A national holiday advertising strategy has always been a staple for brands, but this year has brought a plethora of new challenges for those who also plan regionally. With differing restrictions in different areas, especially in the US, brands that do typically engage in regional advertising must by hyper-vigilant to ensure that the right messaging is appearing in the right places. For brands that are able to do so in an efficient way, the payoff can be strong. However, the ability to tie back to a core brand equity message is critical, rather than treating each regional strategy or promotion as an isolated tactic.


This is where the balance of brand equity versus promotional messaging come into play. Black Friday has historically been an event focused wholly on promotional messaging, but there is a vast range in strategy for brands tacking this year. Some brands in the UK are heavily adjusting their pricing strategy and have been doing so for months leading up to Black Friday due to the general financial strain of the pandemic. Other brands have adjusted relatively little, banking on the idea that consumers will buy goods, such as electronics, during the holiday season regardless of whether or not special offers are available.

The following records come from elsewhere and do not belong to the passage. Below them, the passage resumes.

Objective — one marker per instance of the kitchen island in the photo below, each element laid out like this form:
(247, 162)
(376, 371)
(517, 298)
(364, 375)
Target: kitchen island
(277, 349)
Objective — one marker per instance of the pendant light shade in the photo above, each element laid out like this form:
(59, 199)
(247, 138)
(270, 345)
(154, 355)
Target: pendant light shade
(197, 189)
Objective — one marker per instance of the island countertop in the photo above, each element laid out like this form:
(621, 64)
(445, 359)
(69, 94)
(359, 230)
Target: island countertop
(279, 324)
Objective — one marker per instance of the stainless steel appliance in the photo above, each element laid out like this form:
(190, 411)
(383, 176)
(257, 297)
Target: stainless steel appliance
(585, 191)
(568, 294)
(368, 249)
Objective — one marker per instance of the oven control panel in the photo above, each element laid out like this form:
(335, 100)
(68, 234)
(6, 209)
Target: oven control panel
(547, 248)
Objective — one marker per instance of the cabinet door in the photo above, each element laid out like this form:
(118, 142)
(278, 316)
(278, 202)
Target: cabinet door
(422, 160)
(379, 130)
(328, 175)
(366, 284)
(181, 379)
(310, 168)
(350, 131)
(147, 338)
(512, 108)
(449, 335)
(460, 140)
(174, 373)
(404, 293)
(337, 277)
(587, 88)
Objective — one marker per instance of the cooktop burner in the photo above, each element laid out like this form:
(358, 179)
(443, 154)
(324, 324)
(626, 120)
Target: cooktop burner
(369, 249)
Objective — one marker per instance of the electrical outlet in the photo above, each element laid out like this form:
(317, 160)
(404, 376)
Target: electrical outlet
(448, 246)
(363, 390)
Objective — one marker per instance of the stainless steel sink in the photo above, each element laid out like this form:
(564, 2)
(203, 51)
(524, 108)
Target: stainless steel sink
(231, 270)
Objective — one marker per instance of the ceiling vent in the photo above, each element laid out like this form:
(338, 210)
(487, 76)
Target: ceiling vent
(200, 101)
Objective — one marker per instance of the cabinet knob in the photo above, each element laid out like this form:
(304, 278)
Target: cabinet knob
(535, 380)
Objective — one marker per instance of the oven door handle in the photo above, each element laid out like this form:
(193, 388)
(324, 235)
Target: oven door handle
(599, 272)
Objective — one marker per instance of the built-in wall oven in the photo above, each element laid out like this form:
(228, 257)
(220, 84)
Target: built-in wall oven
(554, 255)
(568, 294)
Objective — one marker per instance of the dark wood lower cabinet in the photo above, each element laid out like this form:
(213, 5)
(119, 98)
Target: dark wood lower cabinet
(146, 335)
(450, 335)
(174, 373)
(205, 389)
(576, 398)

Those taking part in the former strategy may see quick wins and short-term gains, but there is a clear danger in being too focused on promotions, which can hurt long-term brand health. Our research indicates that brand messaging actually outperforms promotional messaging in 80% of cases. While consumers may be more focused on cost efficiency vs. brand loyalty this holiday season, brands need to be careful not to overcorrect – moving so far into the promotional realm that they damage longer term success. Rather, a combination of brand equity messaging and some promotional messaging where appropriate has the potential to earn new brand loyalists who may not have previously considered the brand.


Have a Cup of Cheer


Pandemic fatigue has become an increasingly common complaint for consumers, so early holiday messaging and the tradition of Black Friday may well create a sense of normalcy that many are seeking. Brands should embrace the opportunity to move forward with a positive holiday message as appropriate. Where the start of the pandemic found many brands caught in messaging paralysis – uncertain of what to say or falling victim to the trap of radio silence out of fear of saying the wrong thing – the 2020 holiday season represents the possibility of some sense of normalcy during a year that has been anything but normal.


Whether or not Black Friday delivers on the continuous growth it has seen over the years remains to be seen, but brands that are focused on an omnichannel strategy and putting the right messaging out on the channels that truly drive their business will see success this holiday season.